A critical limitation of many trials in this review is the lack of transparency regarding batch consistency. Unless a study explicitly uses a single batch of a standardized extract (as in [17]), assumptions about consistent dosing across participants and over time remain speculative. This variability complicates comparisons between studies and undermines the reliability of meta-analyses or clinical recommendations. For instance, the open-label Bacopa monnieri trials by Dave et al. [19,20] reported improvements in ADHD symptoms and memory, but without detailed documentation of extract standardization or batch testing, these results may not extend to other formulations. Similarly, the Ginkgo biloba L. trials reviewed in [21,23] used extracts with unspecified phytochemical profiles, raising questions about reproducibility.

The challenges are further amplified for whole plant extracts such as bacopa monnieri and Ginkgo biloba L., which contain hundreds of bioactive compounds whose concentrations depend on environmental, agricultural, and extraction variables. For example, Bacopa monnieri studies like those by Kean et al. [17,18] and Dave et al. [19] utilized standardized extracts (e.g., CDRI 08^®) to partially mitigate variability by controlling key active constituents like bacosides. However, even these efforts cannot account for the full complexity of plant-derived formulations. Extraction methods—such as solvent type, temperature, and pH—can alter the chemical profile of the final product, as seen in Ginkgo biloba L. studies where differences in terpene lactones or flavonoid content might influence efficacy [21,23]. The WHO’s emphasis on documenting medicinal plants within their native “terroir” highlights the importance of contextual factors (e.g., cultivar, climate, harvest timing) that are rarely replicated in commercial production.

These limitations necessitate cautious interpretation of the evidence. While Bacopa monnieri and Ginkgo biloba L. show promise as adjunctive therapies, their efficacy and safety profiles cannot be generalized to all products labeled as such. Future research must prioritize the standardization of extracts, transparency in sourcing and manufacturing practices, and stricter regulatory oversight to ensure consistency and safety. Clinicians should exercise vigilance in recommending these interventions, advising patients to prioritize third-party-verified products and use supplements only under medical supervision. The findings herein reinforce the need for large-scale, methodologically rigorous trials to address these complexities and establish reliable, evidence-based guidelines for ADHD management.

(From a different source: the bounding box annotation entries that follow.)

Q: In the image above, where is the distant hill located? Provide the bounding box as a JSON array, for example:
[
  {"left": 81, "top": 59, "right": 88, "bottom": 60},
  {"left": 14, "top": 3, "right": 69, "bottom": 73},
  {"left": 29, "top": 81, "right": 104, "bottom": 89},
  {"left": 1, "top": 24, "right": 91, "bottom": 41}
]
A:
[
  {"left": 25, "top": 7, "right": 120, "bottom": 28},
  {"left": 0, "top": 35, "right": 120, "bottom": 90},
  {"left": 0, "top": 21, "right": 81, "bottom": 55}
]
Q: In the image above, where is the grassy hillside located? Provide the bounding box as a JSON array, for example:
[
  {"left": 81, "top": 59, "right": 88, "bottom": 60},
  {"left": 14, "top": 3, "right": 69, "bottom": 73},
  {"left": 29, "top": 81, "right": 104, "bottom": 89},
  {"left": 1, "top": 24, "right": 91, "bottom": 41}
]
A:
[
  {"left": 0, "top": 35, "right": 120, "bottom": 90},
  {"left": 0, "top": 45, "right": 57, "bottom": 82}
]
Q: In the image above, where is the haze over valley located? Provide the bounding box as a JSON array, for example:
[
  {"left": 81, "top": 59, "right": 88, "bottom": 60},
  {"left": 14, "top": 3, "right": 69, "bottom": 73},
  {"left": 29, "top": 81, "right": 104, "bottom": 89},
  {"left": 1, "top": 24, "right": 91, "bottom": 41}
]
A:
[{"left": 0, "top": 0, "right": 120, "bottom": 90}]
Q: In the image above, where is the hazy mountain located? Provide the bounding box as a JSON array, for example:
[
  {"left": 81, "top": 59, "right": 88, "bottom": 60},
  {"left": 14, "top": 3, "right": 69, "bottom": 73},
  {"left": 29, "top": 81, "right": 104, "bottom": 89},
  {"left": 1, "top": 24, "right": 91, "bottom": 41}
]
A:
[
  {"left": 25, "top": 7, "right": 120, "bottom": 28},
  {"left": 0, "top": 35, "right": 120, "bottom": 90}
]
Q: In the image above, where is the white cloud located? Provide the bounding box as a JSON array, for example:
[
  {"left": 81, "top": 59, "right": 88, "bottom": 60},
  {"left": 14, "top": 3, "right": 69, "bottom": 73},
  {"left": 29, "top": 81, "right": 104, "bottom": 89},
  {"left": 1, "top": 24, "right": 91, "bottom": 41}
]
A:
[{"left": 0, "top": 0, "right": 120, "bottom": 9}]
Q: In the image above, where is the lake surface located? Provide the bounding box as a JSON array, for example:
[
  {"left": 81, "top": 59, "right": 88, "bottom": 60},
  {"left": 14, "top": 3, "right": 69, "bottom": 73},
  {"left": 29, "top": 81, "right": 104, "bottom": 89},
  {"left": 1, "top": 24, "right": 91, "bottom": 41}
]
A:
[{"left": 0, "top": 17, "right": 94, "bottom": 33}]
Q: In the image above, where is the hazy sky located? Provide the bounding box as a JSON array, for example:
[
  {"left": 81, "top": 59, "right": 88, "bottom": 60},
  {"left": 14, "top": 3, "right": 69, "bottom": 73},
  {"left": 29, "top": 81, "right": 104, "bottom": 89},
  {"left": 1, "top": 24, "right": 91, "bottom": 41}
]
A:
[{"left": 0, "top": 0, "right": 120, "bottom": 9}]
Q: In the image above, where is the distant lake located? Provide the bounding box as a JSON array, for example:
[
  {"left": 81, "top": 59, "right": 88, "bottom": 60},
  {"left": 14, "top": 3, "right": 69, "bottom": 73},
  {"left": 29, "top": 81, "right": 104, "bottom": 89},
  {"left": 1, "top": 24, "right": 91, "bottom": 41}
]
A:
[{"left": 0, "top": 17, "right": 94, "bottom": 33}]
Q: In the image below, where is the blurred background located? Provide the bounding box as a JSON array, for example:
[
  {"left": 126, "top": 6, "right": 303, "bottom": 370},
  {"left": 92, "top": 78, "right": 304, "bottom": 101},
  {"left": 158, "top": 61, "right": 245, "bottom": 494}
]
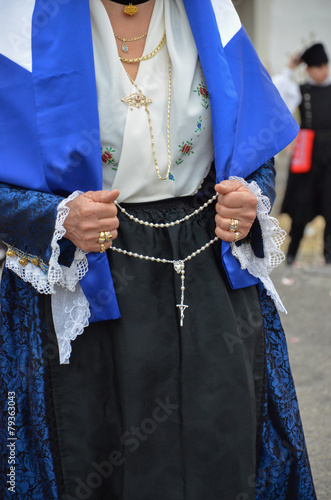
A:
[
  {"left": 233, "top": 0, "right": 331, "bottom": 74},
  {"left": 233, "top": 0, "right": 331, "bottom": 500}
]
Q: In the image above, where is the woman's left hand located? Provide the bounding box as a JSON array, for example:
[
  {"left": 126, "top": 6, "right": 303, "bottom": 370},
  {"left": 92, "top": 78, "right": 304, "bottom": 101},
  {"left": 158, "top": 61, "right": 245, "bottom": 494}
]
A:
[{"left": 215, "top": 180, "right": 257, "bottom": 242}]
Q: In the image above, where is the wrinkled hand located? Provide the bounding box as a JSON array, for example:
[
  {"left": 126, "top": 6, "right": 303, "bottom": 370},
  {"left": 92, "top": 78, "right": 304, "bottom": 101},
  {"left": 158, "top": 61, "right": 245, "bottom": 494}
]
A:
[
  {"left": 64, "top": 189, "right": 119, "bottom": 252},
  {"left": 215, "top": 180, "right": 257, "bottom": 242}
]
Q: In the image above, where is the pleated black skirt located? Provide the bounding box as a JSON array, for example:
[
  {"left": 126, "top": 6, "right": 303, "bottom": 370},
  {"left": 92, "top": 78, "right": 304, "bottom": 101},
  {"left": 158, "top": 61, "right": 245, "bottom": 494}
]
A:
[{"left": 48, "top": 193, "right": 264, "bottom": 500}]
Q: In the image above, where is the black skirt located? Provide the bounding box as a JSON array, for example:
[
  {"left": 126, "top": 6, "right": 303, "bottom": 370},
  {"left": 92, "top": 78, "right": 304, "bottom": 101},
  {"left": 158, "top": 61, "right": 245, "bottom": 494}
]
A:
[{"left": 47, "top": 192, "right": 264, "bottom": 500}]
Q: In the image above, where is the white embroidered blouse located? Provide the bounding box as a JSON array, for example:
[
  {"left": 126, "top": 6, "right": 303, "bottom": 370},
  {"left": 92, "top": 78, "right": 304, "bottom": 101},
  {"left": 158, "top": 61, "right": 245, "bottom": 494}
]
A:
[{"left": 90, "top": 0, "right": 214, "bottom": 202}]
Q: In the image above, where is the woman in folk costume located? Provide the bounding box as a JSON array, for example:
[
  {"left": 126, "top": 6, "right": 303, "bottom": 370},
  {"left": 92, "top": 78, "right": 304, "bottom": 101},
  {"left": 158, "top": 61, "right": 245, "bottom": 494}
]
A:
[
  {"left": 0, "top": 0, "right": 315, "bottom": 500},
  {"left": 274, "top": 43, "right": 331, "bottom": 264}
]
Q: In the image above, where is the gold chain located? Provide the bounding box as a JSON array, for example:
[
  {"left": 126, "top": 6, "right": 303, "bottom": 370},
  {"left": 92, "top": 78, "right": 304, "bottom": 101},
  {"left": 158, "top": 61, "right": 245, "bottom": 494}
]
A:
[
  {"left": 122, "top": 56, "right": 171, "bottom": 181},
  {"left": 118, "top": 32, "right": 167, "bottom": 64},
  {"left": 114, "top": 31, "right": 148, "bottom": 42}
]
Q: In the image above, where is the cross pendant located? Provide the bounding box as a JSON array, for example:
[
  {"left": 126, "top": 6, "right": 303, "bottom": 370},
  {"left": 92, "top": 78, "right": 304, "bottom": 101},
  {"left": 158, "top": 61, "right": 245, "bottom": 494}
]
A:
[{"left": 176, "top": 304, "right": 188, "bottom": 326}]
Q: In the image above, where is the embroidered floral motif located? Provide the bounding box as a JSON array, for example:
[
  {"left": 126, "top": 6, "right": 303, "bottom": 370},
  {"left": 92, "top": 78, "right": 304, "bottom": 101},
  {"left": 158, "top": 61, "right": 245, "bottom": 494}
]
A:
[
  {"left": 101, "top": 147, "right": 118, "bottom": 171},
  {"left": 194, "top": 116, "right": 202, "bottom": 134},
  {"left": 194, "top": 81, "right": 209, "bottom": 109},
  {"left": 176, "top": 137, "right": 194, "bottom": 165}
]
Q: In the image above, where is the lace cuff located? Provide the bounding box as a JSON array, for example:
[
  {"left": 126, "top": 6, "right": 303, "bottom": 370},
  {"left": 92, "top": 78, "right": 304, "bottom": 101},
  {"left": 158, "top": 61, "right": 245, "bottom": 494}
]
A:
[
  {"left": 230, "top": 177, "right": 287, "bottom": 312},
  {"left": 6, "top": 191, "right": 90, "bottom": 364},
  {"left": 6, "top": 191, "right": 88, "bottom": 294}
]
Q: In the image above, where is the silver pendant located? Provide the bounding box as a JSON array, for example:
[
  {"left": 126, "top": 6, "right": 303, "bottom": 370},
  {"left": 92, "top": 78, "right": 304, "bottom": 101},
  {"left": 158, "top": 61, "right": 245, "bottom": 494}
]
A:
[{"left": 122, "top": 93, "right": 153, "bottom": 109}]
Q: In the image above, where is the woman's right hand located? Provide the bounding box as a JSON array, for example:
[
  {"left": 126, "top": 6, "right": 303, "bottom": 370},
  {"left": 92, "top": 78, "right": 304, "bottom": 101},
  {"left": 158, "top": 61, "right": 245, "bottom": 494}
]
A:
[{"left": 63, "top": 189, "right": 119, "bottom": 252}]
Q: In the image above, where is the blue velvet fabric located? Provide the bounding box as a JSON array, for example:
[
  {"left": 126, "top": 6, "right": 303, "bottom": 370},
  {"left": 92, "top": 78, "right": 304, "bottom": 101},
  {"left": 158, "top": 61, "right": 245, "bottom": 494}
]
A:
[
  {"left": 255, "top": 284, "right": 316, "bottom": 500},
  {"left": 0, "top": 184, "right": 63, "bottom": 264},
  {"left": 0, "top": 270, "right": 316, "bottom": 500},
  {"left": 0, "top": 166, "right": 315, "bottom": 500},
  {"left": 0, "top": 272, "right": 58, "bottom": 500}
]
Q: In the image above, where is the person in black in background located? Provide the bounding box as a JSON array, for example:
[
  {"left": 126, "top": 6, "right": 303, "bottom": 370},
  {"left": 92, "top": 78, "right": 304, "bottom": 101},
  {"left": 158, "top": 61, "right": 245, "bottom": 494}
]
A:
[{"left": 273, "top": 43, "right": 331, "bottom": 265}]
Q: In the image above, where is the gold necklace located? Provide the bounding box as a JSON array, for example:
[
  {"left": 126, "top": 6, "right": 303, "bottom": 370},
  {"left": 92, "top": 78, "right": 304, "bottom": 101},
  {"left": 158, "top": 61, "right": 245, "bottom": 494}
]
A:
[
  {"left": 119, "top": 32, "right": 167, "bottom": 64},
  {"left": 114, "top": 31, "right": 148, "bottom": 52},
  {"left": 122, "top": 56, "right": 171, "bottom": 181}
]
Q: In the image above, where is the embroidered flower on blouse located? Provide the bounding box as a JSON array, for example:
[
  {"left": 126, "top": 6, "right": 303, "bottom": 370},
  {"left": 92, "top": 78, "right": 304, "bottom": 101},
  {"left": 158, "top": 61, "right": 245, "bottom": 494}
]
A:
[
  {"left": 176, "top": 137, "right": 194, "bottom": 165},
  {"left": 194, "top": 116, "right": 202, "bottom": 137},
  {"left": 194, "top": 81, "right": 209, "bottom": 109},
  {"left": 101, "top": 147, "right": 118, "bottom": 171}
]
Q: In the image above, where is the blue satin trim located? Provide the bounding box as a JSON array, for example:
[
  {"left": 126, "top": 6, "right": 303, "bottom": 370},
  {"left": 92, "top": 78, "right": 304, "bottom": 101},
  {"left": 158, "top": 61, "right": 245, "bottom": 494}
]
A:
[
  {"left": 184, "top": 0, "right": 298, "bottom": 288},
  {"left": 32, "top": 0, "right": 120, "bottom": 321}
]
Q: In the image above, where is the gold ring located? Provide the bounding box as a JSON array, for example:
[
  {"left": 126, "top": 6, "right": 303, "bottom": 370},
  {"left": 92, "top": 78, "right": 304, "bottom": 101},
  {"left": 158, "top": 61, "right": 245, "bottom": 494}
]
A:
[
  {"left": 98, "top": 231, "right": 106, "bottom": 245},
  {"left": 229, "top": 219, "right": 239, "bottom": 233}
]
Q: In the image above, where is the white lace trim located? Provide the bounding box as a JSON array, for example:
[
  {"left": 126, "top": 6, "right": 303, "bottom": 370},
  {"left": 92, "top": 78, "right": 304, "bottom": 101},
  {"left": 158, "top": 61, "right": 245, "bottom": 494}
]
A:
[
  {"left": 230, "top": 177, "right": 287, "bottom": 312},
  {"left": 6, "top": 191, "right": 91, "bottom": 364},
  {"left": 51, "top": 284, "right": 91, "bottom": 364}
]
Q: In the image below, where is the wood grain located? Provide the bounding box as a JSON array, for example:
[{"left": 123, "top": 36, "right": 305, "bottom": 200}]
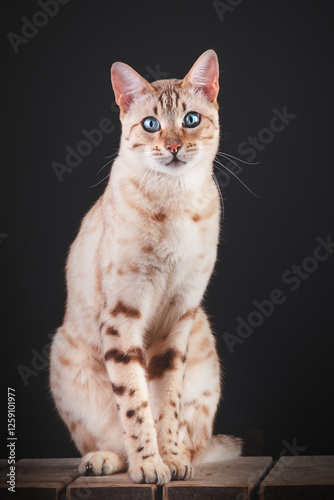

Despite the use of a thorough screening technique, potentially relevant studies, including unpublished works or publications in languages other than English, may remain undiscovered. Thus, publication and linguistic bias cannot be eliminated. Moreover, the studies included in this review generally have smaller sample sizes, which may limit the generalizability of the findings. Additionally, there was an overrepresentation of male candidates in many studies, which limits our understanding of the efficacy of these supplements across both genders. A notable limitation is that the current review did not specifically evaluate whether the effects of herbal and amino acid supplements differ between individuals with ADHD alone and those with ADHD accompanied by psychiatric comorbidities. This limitation stems from the fact that the majority of the included studies failed to report or stratify results based on comorbid conditions (e.g., anxiety, depression, or oppositional defiant disorder), instead concentrating on ADHD symptomatology within broadly defined populations. For example, studies such as [17,19] demonstrated improvements in ADHD symptoms with Bacopa monnieri, yet did not analyze subgroups with comorbidities. Likewise, trials investigating L-theanine and caffeine did not consider potential interactions with comorbid psychiatric conditions. Future research should prioritize subgroup analyses to determine whether these supplements exert differential effects on individuals with ADHD alone compared to those with comorbidities, as this could inform more personalized treatment strategies. This gap highlights the necessity for more detailed reporting of comorbidities in clinical trials of ADHD interventions. Considering all these factors highlights the need for further research that better represents more diverse populations. Finally, a significant methodological challenge that may be encountered is the potential for publication overlap. This occurs when combining data from multiple reviews that include the same publications.

5. Conclusions

This systematic review evaluated the efficacy of five supplements that showed potential in the effective management of ADHD symptoms: L-theanine, caffeine, Ginkgo biloba L., and Bacopa monnieri either as standalone treatments or alongside stimulant medications. Bacopa monnieri has emerged as the most promising option for improving core ADHD symptoms such as inattention, hyperactivity, and impulsivity. L-theanine improved sleep efficiency but had no impact on ADHD symptoms. Caffeine was found to be ineffective in improving symptoms of ADHD, but it had a synergistic effect with L-theanine in enhancing sustained attention and cognitive performance. Ginkgo biloba L. moderately reduced inattention but was less effective than methylphenidate; however, it had fewer side effects, making it a possible alternative for those sensitive to stimulants. Bacopa monnieri consistently improved attention and cognitive function across multiple studies. While certain supplements, such as Bacopa monnieri may serve as promising complementary management options for ADHD under clinical guidance, their use as the sole treatment is not recommended. Further extensive studies are needed to evaluate the potential of these supplements as adjunctive therapies, their optimal dosages, and the long-term safety of their use.

Supplementary Materials

The following supporting information can be downloaded at: https://www.mdpi.com/article/10.3390/nu17091482/s1, Supplemental Material is The Synthesis without meta-analysis (SWiM) checklist & The PRISMA 2020 (Preferred Reporting Items for Systematic reviews and Meta-Analyses) checklist.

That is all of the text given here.